Benson fell silent, but Gloom could see that his manservant was deeply disturbed by this revelation. “I think we need time to think about all the things you've told us,” he told Paul. “My desire to join your organisation remains as strong as ever, but if Benson is having second thoughts...”
“No, I'm not having second thoughts,” said the manservant, though. “Everything you've said about God is right, He needs to be made answerable for His actions. No man of conscience can possibly believe otherwise. And you're right, it may not be necessary to depose Him. But the thought of collaborating with the Father of Lies...”
“That title was given to him by his enemies,” Paul reminded them. “We need to ask ourselves what we really know about him. Disregard everything that is said about him by those with a vested interest in blackening his name. What is he known to have done?”
“He tempts people,” said Gloom. “He tries to lead people away from God.”
“I would say that he tries to encourage critical thinking. He encourages us not to follow God blindly.” He turned to Benson. “During your army days, what would you have done if your superior officer had ordered you to murder a prisoner?”
“I would have told him to go to hell.”
“Yes, and the Empire encourages that kind of attitude. Questioning your orders is seen as the highest form of patriotism and has led the British Empire to be almost completely free of corruption, the first Empire in human history to be able to make that boast. Compare that to God, though. He demands complete, unquestioning obedience, to the point of expecting us to murder our own children if He tells us to. You know the story of Abraham and Isaac.”
“God stopped Abraham from killing Isaac,” pointed out Benson.
“Yes, but Abraham was willing to kill his own son, because God told him to. That's the kind of people God wants us to be. Imagine if an army officer demanded that kind of unquestioning obedience from his men. What would you think of a man like that?” The look of disgust on the manservant’s face was all the answer he needed.
“The original sin of Adam and Eve was to eat the Apple, which led to them knowing the difference between good and evil,” he continued. “Making sure that our children know the difference between good and evil is one of the most important duties of a parent, but that is the one thing that God didn't want us to know. A man who doesn’t know the difference between good and evil can commit any atrocity without a twinge of conscience. I wonder sometimes what His original plan for mankind was, and it makes me think that Lucifer making Adam and Eve eat the Apple was the single best thing that’s ever happened to us. Maybe even better than our creation.”
“I have trouble believing that he didn’t have some interior motive,” said Benson, though. “I doubt he did it just out of concern for our wellbeing. I mean this is the devil we're talking about, right? Sebastian and I have dealt with several cases of demonic possession over the years and I can tell you from personal experience that they're not nice creatures. They're sadistic and merciless. They take joy in causing misery and suffering. Their reputation is well earned.”
“Nobody's denying that there are demons like that,” agreed Paul, “but angels, fallen and otherwise, are all different, just like people. When Lucifer was gathering recruits for his rebellion he couldn't afford to be choosy, he just made offers to anyone he thought might be persuaded to fight against God.”
“I assume he offered them something in return for their support,” said Gloom.
“He promised them power and authority in the new regime.” When Gloom and Benson both began to protest he held up his hands placatingly. “Yes, I know, but what else was he supposed to do? What else did he have to offer them?”
“And does that offer still stand, if we succeed in overthrowing God?”
“Yes, I believe it does, but it would be as the rulers of Hell. There will still be genuinely bad people whose souls need to be confined, and these demons would become their wardens and prison guards.”
“Pretty much the same job they do now, then,” said Benson. “I can imagine that conversation. ‘Come join me and you can keep the awful job you have now.’”

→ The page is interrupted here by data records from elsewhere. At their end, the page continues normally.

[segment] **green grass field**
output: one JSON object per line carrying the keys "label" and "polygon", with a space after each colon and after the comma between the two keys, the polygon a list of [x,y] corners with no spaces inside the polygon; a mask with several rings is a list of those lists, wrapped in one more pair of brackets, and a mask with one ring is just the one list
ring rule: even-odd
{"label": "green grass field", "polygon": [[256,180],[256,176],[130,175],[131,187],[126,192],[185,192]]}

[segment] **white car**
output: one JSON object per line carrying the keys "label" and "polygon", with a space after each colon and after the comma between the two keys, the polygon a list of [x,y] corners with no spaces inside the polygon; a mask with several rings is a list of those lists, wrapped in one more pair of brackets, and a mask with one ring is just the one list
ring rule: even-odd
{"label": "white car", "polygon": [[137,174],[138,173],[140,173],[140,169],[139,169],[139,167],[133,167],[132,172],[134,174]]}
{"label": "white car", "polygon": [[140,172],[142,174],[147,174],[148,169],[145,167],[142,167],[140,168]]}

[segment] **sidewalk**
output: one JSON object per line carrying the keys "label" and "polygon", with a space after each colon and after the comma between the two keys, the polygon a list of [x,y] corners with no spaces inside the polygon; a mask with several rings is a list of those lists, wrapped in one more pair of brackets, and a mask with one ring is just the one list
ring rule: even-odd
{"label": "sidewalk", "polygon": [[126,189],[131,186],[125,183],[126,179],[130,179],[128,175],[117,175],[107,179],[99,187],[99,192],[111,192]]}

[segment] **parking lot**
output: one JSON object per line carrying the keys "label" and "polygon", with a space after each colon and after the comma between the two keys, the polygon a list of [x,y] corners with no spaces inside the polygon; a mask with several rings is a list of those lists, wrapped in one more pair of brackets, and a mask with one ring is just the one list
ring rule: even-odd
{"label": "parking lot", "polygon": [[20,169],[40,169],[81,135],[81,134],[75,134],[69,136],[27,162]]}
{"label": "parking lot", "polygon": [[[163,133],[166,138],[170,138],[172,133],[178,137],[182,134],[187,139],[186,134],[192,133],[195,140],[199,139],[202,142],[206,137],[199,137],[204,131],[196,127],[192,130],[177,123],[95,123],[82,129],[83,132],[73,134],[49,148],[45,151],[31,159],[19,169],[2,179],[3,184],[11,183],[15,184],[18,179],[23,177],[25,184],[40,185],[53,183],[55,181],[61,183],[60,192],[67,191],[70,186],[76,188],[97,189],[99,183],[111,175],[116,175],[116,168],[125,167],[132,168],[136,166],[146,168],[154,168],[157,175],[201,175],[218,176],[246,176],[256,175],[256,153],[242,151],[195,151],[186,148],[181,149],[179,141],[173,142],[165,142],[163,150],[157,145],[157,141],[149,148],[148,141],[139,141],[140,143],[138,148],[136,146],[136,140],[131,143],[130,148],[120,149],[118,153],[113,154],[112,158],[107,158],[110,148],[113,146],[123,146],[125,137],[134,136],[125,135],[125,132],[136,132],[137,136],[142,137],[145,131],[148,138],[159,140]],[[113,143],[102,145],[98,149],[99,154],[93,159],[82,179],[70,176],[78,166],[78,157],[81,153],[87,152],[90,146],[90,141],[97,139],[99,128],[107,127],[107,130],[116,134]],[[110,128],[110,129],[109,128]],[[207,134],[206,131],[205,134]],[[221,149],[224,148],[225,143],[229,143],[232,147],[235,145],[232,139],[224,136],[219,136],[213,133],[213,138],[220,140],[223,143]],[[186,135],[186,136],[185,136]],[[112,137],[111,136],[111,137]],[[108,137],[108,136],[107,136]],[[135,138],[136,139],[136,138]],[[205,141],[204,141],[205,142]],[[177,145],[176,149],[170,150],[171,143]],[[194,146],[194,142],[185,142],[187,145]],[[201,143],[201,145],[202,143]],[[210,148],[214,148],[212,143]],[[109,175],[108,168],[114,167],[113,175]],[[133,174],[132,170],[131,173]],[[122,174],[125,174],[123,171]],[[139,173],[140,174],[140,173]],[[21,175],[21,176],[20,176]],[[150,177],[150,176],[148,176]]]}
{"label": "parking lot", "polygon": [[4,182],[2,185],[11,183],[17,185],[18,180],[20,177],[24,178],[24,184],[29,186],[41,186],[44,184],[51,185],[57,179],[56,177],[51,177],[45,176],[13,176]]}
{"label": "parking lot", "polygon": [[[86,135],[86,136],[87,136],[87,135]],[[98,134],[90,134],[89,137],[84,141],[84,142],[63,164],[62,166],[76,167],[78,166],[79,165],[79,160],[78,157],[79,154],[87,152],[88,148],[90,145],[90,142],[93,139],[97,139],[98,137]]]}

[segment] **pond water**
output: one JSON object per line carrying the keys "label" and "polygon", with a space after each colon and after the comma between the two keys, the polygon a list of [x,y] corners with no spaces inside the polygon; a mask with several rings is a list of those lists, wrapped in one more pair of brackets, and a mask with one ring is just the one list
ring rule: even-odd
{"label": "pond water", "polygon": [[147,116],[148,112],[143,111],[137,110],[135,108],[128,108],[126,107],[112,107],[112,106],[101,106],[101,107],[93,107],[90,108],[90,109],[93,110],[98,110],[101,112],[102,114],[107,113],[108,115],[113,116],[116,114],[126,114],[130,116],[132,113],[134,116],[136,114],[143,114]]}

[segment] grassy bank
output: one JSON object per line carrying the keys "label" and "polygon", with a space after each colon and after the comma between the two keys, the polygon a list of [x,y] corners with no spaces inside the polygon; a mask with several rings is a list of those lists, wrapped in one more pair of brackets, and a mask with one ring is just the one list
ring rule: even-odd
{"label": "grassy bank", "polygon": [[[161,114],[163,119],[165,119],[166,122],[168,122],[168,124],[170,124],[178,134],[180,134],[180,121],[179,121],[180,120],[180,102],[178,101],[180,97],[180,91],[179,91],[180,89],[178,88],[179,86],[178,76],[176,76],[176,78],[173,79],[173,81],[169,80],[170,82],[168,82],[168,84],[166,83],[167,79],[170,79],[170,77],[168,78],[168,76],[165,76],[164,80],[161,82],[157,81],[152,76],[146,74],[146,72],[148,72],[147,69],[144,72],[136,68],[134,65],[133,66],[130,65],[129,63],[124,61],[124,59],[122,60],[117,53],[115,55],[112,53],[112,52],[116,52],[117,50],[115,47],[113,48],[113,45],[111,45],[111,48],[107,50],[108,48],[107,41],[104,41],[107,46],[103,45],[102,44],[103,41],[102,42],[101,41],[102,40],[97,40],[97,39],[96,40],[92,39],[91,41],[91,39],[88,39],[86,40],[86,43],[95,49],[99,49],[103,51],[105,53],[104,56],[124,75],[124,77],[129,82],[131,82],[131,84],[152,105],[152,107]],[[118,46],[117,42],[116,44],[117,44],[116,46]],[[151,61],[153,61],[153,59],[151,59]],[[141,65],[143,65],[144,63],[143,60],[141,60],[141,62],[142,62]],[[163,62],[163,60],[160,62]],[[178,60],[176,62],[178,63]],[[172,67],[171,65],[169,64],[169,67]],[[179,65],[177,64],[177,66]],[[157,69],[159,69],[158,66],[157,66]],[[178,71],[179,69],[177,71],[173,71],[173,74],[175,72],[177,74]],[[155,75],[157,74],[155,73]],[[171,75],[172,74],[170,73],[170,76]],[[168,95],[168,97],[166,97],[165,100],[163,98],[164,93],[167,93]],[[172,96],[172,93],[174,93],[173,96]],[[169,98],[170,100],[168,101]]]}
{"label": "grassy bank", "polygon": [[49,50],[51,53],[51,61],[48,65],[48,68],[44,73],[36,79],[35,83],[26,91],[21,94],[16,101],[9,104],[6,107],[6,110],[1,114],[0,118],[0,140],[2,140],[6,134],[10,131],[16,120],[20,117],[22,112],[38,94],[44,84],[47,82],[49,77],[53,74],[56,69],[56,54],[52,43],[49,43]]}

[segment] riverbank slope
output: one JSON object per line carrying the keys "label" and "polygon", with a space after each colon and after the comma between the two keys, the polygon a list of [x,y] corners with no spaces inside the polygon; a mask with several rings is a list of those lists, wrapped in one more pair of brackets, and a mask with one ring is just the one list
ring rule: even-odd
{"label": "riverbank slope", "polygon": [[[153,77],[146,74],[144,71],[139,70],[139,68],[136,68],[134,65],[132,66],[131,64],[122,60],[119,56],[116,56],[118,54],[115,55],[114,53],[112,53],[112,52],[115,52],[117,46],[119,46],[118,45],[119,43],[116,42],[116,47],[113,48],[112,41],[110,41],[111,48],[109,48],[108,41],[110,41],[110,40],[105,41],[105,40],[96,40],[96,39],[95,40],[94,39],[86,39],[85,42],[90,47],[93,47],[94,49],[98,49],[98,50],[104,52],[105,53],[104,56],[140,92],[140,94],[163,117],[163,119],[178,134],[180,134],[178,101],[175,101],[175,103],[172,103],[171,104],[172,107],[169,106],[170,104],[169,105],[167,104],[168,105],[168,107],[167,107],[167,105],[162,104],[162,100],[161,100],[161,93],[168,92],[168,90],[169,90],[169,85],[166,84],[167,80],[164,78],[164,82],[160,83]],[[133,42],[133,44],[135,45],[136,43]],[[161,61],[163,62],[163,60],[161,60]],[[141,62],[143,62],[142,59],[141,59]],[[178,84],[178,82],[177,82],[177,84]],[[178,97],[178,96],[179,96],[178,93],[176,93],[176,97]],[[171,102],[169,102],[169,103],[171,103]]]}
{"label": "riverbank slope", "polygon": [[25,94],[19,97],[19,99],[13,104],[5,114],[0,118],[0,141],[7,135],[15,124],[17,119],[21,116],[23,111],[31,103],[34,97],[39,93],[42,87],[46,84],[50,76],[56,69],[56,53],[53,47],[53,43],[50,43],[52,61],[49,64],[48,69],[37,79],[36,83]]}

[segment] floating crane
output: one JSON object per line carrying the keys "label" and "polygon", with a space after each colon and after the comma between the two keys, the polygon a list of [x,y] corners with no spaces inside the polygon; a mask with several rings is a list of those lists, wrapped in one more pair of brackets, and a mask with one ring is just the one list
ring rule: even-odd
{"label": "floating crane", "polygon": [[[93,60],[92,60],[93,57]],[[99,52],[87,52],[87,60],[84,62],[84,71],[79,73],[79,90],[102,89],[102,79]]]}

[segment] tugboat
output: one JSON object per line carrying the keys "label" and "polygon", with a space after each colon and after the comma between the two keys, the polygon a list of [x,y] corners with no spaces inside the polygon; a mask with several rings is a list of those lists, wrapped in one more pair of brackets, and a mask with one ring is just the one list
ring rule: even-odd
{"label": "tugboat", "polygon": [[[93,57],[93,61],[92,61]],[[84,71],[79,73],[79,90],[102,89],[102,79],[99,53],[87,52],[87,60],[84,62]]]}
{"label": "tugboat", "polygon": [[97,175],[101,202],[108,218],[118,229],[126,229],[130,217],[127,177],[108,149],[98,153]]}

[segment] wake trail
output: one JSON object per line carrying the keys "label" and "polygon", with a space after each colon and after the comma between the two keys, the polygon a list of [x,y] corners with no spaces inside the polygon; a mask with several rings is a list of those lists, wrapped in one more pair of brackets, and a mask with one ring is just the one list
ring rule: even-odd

“The conversation took place before Hell and Earth were created,” said Paul. “When they were still members of the Heavenly Host.”
“And what if they're not content with being prison guards?” asked Gloom. “This is an aspect of the situation that I hadn’t considered. What if Lucifer is not able to keep them all under control without the power of God to back him up? We could be looking at anarchy, with the whole world laid waste as demons battle for supremacy.”
“You are not the first to have these concerns,” replied Paul. “This has been discussed many times over the centuries, and we have decided again and again that anything would be an improvement over the present situation. The world is going to be laid waste anyway, according to the Book of Revelations. One third of the seas boiling away, one third of the forests destroyed by fire and so on. We have to give thought to what happens afterwards.”
“Yes, Revelations makes frightening reading,” agreed Gloom, “And I have reason for thinking that the events it describes are very close now. No more than a few decades away, if that. It may be that the mortal world is destined for destruction no matter what we do. Even so, though, I find myself leaning towards a desire to, how did you put it? Drive Him to the negotiating table, rather than deposing him. I think we'll need His power to prevent all of creation from falling into anarchy.”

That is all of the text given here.